紙面では、全部で55曲の戦時歌謡が紹介されていた。勿論、此れ等が戦時歌謡の全ては無いだろうが、興味深いのは一番最初に記されていた「お山の杉の子」【動画】。此の歌は「幼い頃、末弟の名前を捩って歌っていた。」と、亡き父が良く歌っていた。「童謡というイメージを持っていたが、戦時歌謡というイメージは無かったので意外だったのだ。
紹介されていた「戦友の唄(同期の桜)」【動画】や「勝利の日まで」【動画】、「ラバウル海軍航空隊」【動画】、「若鷲の歌」【動画】、「月月火水木金金」【動画】、「暁に祈る」【動画】、「出征兵士を送る歌」【動画】、「麦と兵隊」【動画】、「愛国の花」【歌】、「露営の歌」【動画】等は軍歌と認識していたけれど、厳密に言えば戦時歌謡なのだとか。

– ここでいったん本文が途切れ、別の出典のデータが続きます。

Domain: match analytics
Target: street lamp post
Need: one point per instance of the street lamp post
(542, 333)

他に紹介されていた「煌めく星座」【動画】、「誰か故郷を想わざる」【動画】、「上海の花売り娘」【歌】、「九段の母」【動画】、「上海ブルース」【動画】、「支那の夜」【歌】、「旅の夜風」【動画】、「雨のブルース」【歌】、「別れのブルース」【動画】等、何れも名曲だ。
私個人は、「戦意高揚を目的とした勇ましい歌」あるいは「兵士たちの仲間意識、友情を歌った歌」…つまり“軍隊”が絡んだ歌が軍歌、「戦時中に歌われた流行歌」が戦時歌謡、と分類してます。
だから例えば戦時歌謡と分類されている「同期の桜」「ラバウル海軍航空隊」「若鷲の歌」「月月火水木金金」「麦と兵隊」「露営の歌」は私の分類では「軍歌」となります。
一方「暁に祈る」は、妻や子に見送られて出征し、“飲まず食わずの日も三日、捧げた命これまでと、月の光で走り書き”というような歌詞でも判る通り、家族を想う気持ちや、自決に際し遺書をしたためるような内容で、どう見ても戦意高揚も勇ましさもない歌なので戦時歌謡に分類しています。「愛国の花」も、内地に残る女性の心情を歌っている点で軍歌ではなく戦時歌謡でしょう。でも人によっては「軍歌」と分類されても構わないでしょう。考えればこの2曲、どちらも古関裕而氏作曲なのですね。
一方“ここは御国を何百里 離れて遠き満州の 赤い夕日に照らされて 戦友は野末の石の下”で始まる「戦友」は一般的に「軍歌」に分類されているようですが、アイ・ジョージさんの歌う曲を聴いていると、スローバラード風な歌い方に、戦争の悲惨さが強調されているように感じられて、私の基準では軍歌と思えないのですね。Wikipediaでもこの歌は“支那事変が起きた際に、哀愁に満ちた歌詞、郷愁をさそうメロディーなどから「この軍歌は厭戦的である」として人々が歌うことが禁じられ、陸軍も将兵がこの歌を歌う事を禁止した”とあります。
まあこんな具合に、とてもはっきりとこれが軍歌、これは戦時歌謡と決める事は不可能だと思います。人それぞれが自分なりの基準を持って判断すればいいのじゃないでしょうか。
「“軍の関与”が、軍歌と戦時歌謡とを分ける基準。」と元記事では書かれていたのですが、自分もKei様と同様、紹介されている歌の中に違和感を覚える物が在りました。
Kei様が取り上げておられる「同期の桜」は、「戦争で戦って死ぬ事を“美”としている。」様な点では、軍歌とする方がすんなり受け容れられるし。
又、「お山の杉の子」は戦時歌謡というよりも、童謡という感じしか在りません。
仰る様に、人其れ其れの判断基準によるんでしょうね。